Obviously we cannot. The thing might have happened in bygone ages—or even in comparatively recent ages—when universal opinion drew a religious as well as a social distinction between hereditary sovereigns and their subjects, and the personal dignity of the individual counted for nothing in comparison with that great impersonal principle. It cannot happen now that all impersonal principles are in the melting-pot and so many postulates which men used to grant as they now grant the law of gravitation are being brought to the bar of opinion to be cross-examined. The postulate which bids the progeny of an Emperor who married for love take a lower seat than the son and grandsons of the family scapegrace will assuredly be questioned by the next Emperor of Austria; and it will be found that it has nothing to say for itself. It may die fighting; but it will die; and the whole of the Habsburg superstition will die with it. What will happen then lies in the lap of the Gods.
It is, however, precisely because of its gradual approach to such problems as these that one finds the reign of Francis Joseph such an intensely interesting period of history. It is interesting from the personal point of view as the story of Nemesis overtaking the oppressor; the story which we have presented symbolically as the story of the fulfilment of Countess Karolyi’s curse. Philosophically it is interesting as the age of transition from mediæval to modern ideas: the age in which both nationalities and individuals have stormily asserted their right to live their own lives in their own way. In both these matters we see, in Austria more clearly than anywhere else, the hungry generations treading down the past.
It is seldom that so complete an evolution of outlook is co-extensive with the life of a single sovereign; perhaps, indeed, Francis Joseph’s reign has been unique in that respect. In any case, he has witnessed all these changes, and lived through all these intellectual and emotional experiences. His rôle, while doing so, has been to keep up appearances; but, if we could penetrate to the realities behind the appearances, we should assuredly find that he had not himself been unaffected by the transformations going on around him. That is the true moral of the story of his affection for Frau Schratt, and of the rumour of his desire to give that lady his left hand in marriage. He felt what the other Habsburgs felt, though he controlled his feelings better. Seeing what the other Habsburgs were doing, he had the impulse to be “in the movement,” though he resisted it.
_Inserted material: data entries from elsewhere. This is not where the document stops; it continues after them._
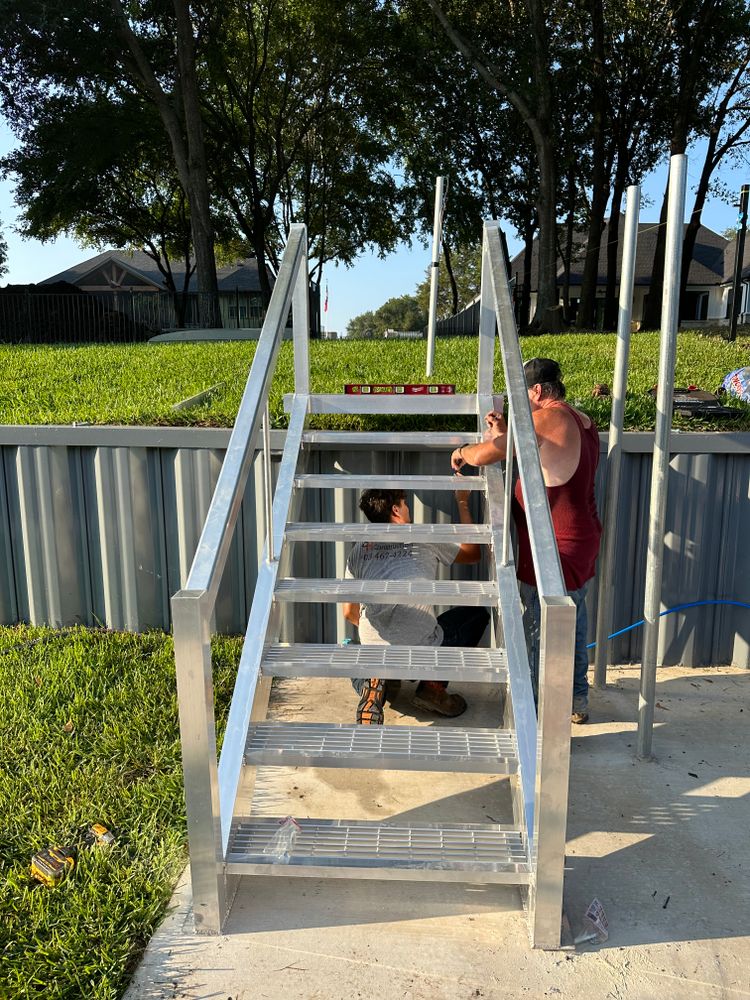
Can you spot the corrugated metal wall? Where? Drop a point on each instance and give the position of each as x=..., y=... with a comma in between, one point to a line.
x=99, y=525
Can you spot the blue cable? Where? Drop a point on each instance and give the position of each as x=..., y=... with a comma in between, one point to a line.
x=671, y=611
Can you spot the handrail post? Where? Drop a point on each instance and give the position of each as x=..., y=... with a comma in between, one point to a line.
x=268, y=484
x=507, y=548
x=557, y=629
x=556, y=654
x=614, y=445
x=191, y=613
x=487, y=325
x=301, y=320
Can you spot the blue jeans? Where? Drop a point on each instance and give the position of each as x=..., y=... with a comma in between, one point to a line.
x=532, y=620
x=461, y=627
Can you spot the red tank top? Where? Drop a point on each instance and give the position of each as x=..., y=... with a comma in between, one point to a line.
x=574, y=516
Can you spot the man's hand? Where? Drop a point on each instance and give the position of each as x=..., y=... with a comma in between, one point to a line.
x=495, y=424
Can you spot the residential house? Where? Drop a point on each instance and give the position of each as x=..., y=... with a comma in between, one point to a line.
x=133, y=284
x=708, y=293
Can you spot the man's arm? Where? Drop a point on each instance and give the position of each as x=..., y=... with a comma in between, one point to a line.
x=484, y=452
x=351, y=613
x=468, y=552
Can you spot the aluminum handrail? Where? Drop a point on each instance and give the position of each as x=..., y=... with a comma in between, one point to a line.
x=544, y=552
x=546, y=738
x=216, y=536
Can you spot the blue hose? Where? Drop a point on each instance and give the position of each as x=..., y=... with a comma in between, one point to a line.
x=671, y=611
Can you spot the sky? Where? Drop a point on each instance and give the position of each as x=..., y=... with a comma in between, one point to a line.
x=370, y=281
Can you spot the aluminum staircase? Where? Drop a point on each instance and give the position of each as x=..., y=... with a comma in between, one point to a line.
x=533, y=753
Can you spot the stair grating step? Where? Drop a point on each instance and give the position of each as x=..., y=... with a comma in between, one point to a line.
x=357, y=531
x=407, y=663
x=395, y=440
x=454, y=592
x=483, y=853
x=404, y=748
x=345, y=481
x=390, y=404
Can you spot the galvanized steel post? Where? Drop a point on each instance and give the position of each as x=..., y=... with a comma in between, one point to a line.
x=437, y=232
x=614, y=447
x=192, y=649
x=660, y=466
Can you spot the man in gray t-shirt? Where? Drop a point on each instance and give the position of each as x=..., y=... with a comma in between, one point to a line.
x=404, y=624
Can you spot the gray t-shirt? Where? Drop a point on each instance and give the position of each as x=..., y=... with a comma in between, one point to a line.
x=398, y=624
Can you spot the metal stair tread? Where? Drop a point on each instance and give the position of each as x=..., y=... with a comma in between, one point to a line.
x=411, y=440
x=455, y=592
x=492, y=852
x=364, y=530
x=410, y=748
x=390, y=403
x=441, y=663
x=345, y=481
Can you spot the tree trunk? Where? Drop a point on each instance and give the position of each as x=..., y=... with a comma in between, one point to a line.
x=526, y=289
x=451, y=278
x=547, y=314
x=611, y=308
x=586, y=318
x=198, y=193
x=652, y=310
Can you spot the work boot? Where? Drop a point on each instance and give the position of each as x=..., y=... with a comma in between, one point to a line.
x=392, y=690
x=432, y=697
x=370, y=707
x=580, y=710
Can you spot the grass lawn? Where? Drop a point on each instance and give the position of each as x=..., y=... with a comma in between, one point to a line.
x=89, y=733
x=138, y=384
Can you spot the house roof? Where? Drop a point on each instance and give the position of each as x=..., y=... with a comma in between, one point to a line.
x=707, y=267
x=730, y=255
x=141, y=270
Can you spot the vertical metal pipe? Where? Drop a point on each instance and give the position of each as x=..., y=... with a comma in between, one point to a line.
x=556, y=652
x=437, y=227
x=738, y=263
x=614, y=446
x=301, y=322
x=507, y=551
x=660, y=466
x=487, y=323
x=268, y=482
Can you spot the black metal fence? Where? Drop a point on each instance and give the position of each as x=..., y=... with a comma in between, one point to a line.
x=128, y=317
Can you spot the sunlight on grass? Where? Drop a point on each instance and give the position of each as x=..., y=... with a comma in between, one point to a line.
x=90, y=733
x=138, y=384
He, like the rest, has sometimes had the intuition that happiness lay in living one’s own life rather than the corporate life of one’s country; and there are moments when his biographer feels that, in spite of all the pomp and glory which have attended his public career, the day of days for him must have been the day on which he met Frau Schratt, who, after twenty-eight years of mutual devotion, now totters down the hill with him at the journey’s end.
Photo Adèle
FRAU SCHRATT.
Daily, for a little while, when health permits, he sits with her and wonders.... We will leave him wondering.